Als sie der Menge und ihrem buntfarbenen Lichtspiel näherkamen, erkannten sie, dass einige Männer, darunter ihr Großvater, ihre gefalteten Hände mit verkrampften Gesichtern nach oben auf die donnernde Eisdecke gerichtet hatten. Sie schrien den Geschwistern entgegen: »Loyd, Keli! Flüchtet ins Tal! Das Eis bricht über uns zusammen. Wir wissen nicht, wie lange wir es noch aufhalten können.«
Loyd zögerte keinen Augenblick. Er griff Keli bei der Schulter und zusammen rannten sie an der Licht bündelnden Gruppe vorüber, am Rathaus vorbei, weiter in einen dunkelviolett funkelnden Gang, bis sie nach mehreren Windungen vor der Berg-Rutschstation ankamen. Das Tor des Gebäudes stand offen. Der Schalter, auf den man üblicherweise eine Hand hielt, um mit Altem Sonnenlicht zu bezahlen, war verlassen und schien nicht zu funktionieren. Sie gingen auf den Eingang der Rutsche zu, die sich von hier aus zirka zweieinhalb Kilometer in die Tiefe erstreckte. Loyd schob Keli vor den gewaltigen, rundlichen Schacht der Rutschanlage. Dann drehte er sie um, sodass sie sich Angesicht zu Angesicht gegenüberstanden.
»Keli, ich möchte, dass du ins Tal rutschst und bei der Haltestation der Wasserbahn nach Herbstfeld auf mich wartest.«
»Was soll das heißen? Kommst du nicht mit?«, fragte Keli in zittrig weinerlichem Ton.
»Ich werde den Leuten vor dem Rathaus helfen, die Eismassen zu bewältigen. Ich kann sie nicht ihrem Schicksal überlassen.«
»Aber, ich kann auch helfen –«
Doch schon hatte Loyd Keli einen Schubs gegeben.
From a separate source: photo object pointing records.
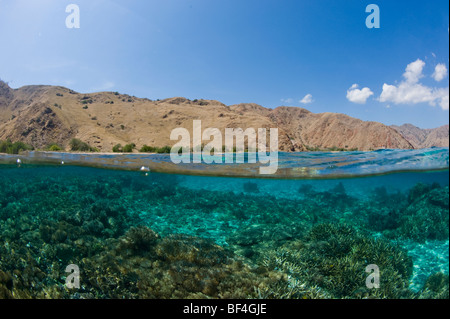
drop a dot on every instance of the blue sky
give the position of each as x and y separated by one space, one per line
316 54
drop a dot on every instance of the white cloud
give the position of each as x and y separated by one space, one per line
413 71
358 96
440 72
307 99
287 101
410 91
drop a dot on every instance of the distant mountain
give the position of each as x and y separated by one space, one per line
424 138
41 115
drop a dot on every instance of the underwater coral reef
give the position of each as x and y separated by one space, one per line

Keli landete rücklings im Schacht der Rutsche, wo sie mit wutentbranntem Gebrüll und immer schneller werdend in der Dunkelheit verschwand. Loyd watete schwer atmend, so schnell er konnte, durch das Wasser zur Tür der Station hinaus und war schon halbwegs durch den Tunnel zurück, als der Boden unter seinen durchtränkten Füßen abermals erzitterte. Das Krachen, das vom Eis ausging, war zu einem trommelfellzerfetzenden Donnern angeschwollen. In der Ferne konnte er Leute schreien hören. Das Beben war so intensiv, dass er gezwungen war, ins Wasser zu knien. Dann, urplötzlich und zu Loyds blankem Entsetzen, kam eine blaue Wand eisklaren Wassers aus der Tunnelbiegung auf ihn zugeschossen. Loyd wurde von den Füßen gerissen und Richtung Station zurückgeschwemmt. Mit ungeheurer Kraft wurde er in die Rutschanlage hineingepresst, prallte mit dem Kopf gegen die Barrieren und wurde schließlich in das dicke Rohr der Eisrutsche hineingesogen, in das er noch vor einigen Augenblicken Keli gestoßen hatte. Alles um ihn herum versank in Finsternis.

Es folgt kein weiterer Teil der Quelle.